How fast is Supermicro growing?
From fiscal 2007 to fiscal 2021 (ending June 2021), Supermicro’s revenue grew at a CAGR of 16%. This fairly steady growth has been driven by expansion in the cloud, data center, edge computing, 5G and AI markets.
But the development of a new generative AI platform has fueled Supermicro’s business. The company’s revenue grew 46% in fiscal 2022 and 37% in fiscal 2023, and analysts expect growth of 61% in fiscal 2024.
Analysts expect Supermicro’s revenue to grow at a CAGR of 26% from fiscal 2023 to fiscal 2026. This growth should be driven by three catalysts: a partnership with Nvidia, growing market share of AI servers, and the expansion of the generative AI market that Fortune Business Insights predicts.
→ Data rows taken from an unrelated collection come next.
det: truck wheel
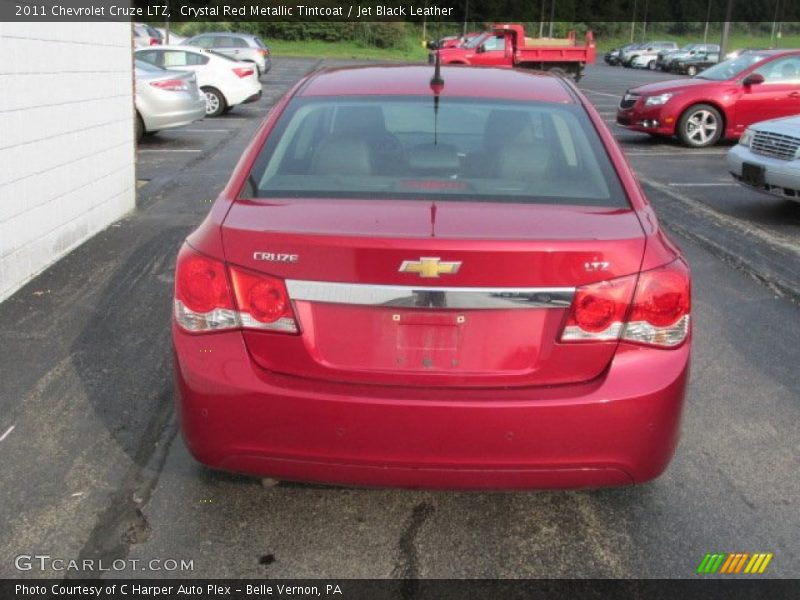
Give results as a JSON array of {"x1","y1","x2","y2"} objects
[
  {"x1": 678, "y1": 104, "x2": 724, "y2": 148},
  {"x1": 200, "y1": 86, "x2": 227, "y2": 117},
  {"x1": 133, "y1": 112, "x2": 144, "y2": 144}
]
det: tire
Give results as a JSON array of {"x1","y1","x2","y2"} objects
[
  {"x1": 200, "y1": 86, "x2": 228, "y2": 117},
  {"x1": 678, "y1": 104, "x2": 725, "y2": 148},
  {"x1": 133, "y1": 112, "x2": 145, "y2": 144}
]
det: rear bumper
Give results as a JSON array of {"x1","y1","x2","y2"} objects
[
  {"x1": 173, "y1": 326, "x2": 690, "y2": 489},
  {"x1": 617, "y1": 99, "x2": 678, "y2": 136},
  {"x1": 137, "y1": 94, "x2": 206, "y2": 131},
  {"x1": 726, "y1": 144, "x2": 800, "y2": 201}
]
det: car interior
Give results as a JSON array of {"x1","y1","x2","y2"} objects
[{"x1": 247, "y1": 101, "x2": 615, "y2": 203}]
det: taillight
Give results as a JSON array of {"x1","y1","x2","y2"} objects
[
  {"x1": 561, "y1": 275, "x2": 636, "y2": 342},
  {"x1": 174, "y1": 245, "x2": 299, "y2": 333},
  {"x1": 233, "y1": 67, "x2": 255, "y2": 78},
  {"x1": 561, "y1": 260, "x2": 691, "y2": 347},
  {"x1": 622, "y1": 260, "x2": 692, "y2": 347},
  {"x1": 231, "y1": 267, "x2": 297, "y2": 333},
  {"x1": 175, "y1": 245, "x2": 240, "y2": 331},
  {"x1": 150, "y1": 79, "x2": 189, "y2": 92}
]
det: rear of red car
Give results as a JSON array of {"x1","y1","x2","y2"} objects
[{"x1": 173, "y1": 67, "x2": 690, "y2": 489}]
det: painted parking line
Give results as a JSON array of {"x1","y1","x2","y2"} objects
[
  {"x1": 624, "y1": 148, "x2": 726, "y2": 158},
  {"x1": 170, "y1": 129, "x2": 236, "y2": 133},
  {"x1": 138, "y1": 148, "x2": 202, "y2": 154},
  {"x1": 0, "y1": 425, "x2": 16, "y2": 442}
]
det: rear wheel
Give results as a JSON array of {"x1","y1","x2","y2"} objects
[
  {"x1": 201, "y1": 87, "x2": 227, "y2": 117},
  {"x1": 678, "y1": 104, "x2": 723, "y2": 148}
]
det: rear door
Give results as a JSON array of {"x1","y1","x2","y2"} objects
[
  {"x1": 223, "y1": 199, "x2": 644, "y2": 387},
  {"x1": 222, "y1": 96, "x2": 644, "y2": 387},
  {"x1": 735, "y1": 54, "x2": 800, "y2": 134}
]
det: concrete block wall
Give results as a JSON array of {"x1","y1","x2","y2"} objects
[{"x1": 0, "y1": 22, "x2": 136, "y2": 301}]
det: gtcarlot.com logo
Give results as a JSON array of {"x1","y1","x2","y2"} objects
[
  {"x1": 697, "y1": 552, "x2": 772, "y2": 575},
  {"x1": 14, "y1": 554, "x2": 194, "y2": 571}
]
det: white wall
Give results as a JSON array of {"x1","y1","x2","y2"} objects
[{"x1": 0, "y1": 22, "x2": 136, "y2": 301}]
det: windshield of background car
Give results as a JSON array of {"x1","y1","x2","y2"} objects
[
  {"x1": 697, "y1": 54, "x2": 767, "y2": 81},
  {"x1": 241, "y1": 96, "x2": 629, "y2": 208},
  {"x1": 134, "y1": 58, "x2": 166, "y2": 73}
]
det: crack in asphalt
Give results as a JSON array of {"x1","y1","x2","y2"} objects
[{"x1": 393, "y1": 502, "x2": 436, "y2": 584}]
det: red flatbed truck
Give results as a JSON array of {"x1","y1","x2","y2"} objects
[{"x1": 439, "y1": 23, "x2": 595, "y2": 81}]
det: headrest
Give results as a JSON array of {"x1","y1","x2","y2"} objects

This market is expected to grow at a CAGR of 48% from 2022 to 2030. .
The Mathematical Path to $1 Million
If Supermicro’s valuation remains stable, the company would need to grow its earnings at an average of 17% per year over 25 years to turn a $20,000 investment into $1 million. Although that goal appears achievable compared to past growth, the company may face three major challenges.
First, Supermicro still controls a much smaller portion of the pre-built server market. hewlett packard enterprise (HPE 0.85%) or dell (dell -2.03%). Both rivals could hit back at Supermicro with new AI servers, strike similar deals with Nvidia, and lure potential customers with cheaper hardware.
Second, the AI market may be cooling after the frenzied buying of AI chips and servers over the past two years. This would be bad news for Supermicro, which currently generates about half of its revenue from dedicated AI servers. If its core growth engine slows, the company’s stock could be reassessed to reflect a view of the company as a legacy server maker instead of a hot AI stock.
HPE and Dell, which are growing more slowly than Supermicro, trade at 8 and 12 times forward earnings, respectively. The stock could be cut in half if investors decide that Supermicro is in the same basket as the two older server makers.
Finally, we can expect several recessions over the next 25 years. Large companies will inevitably curb spending on large-scale AI upgrades during this downturn, and as an underdog, Supermicro may struggle more than HPE and Dell in these market conditions.
It’s a good long-term play in the AI market.
Supermicro should continue to grow, but it’s quickly turning into an all-in bet on the AI market. If the company can maintain a close partnership with Nvidia and continue to grow its share of the nascent AI server market, it could still be a millionaire stock. But it could be a bumpy ride, and investors should watch Supermicro’s competition and rising valuation closely.
Leo Sun has no positions in any of the stocks mentioned. The Motley Fool has a position at and recommends Nvidia. The Motley Fool recommends Super Micro Computer. The Motley Fool has a disclosure policy.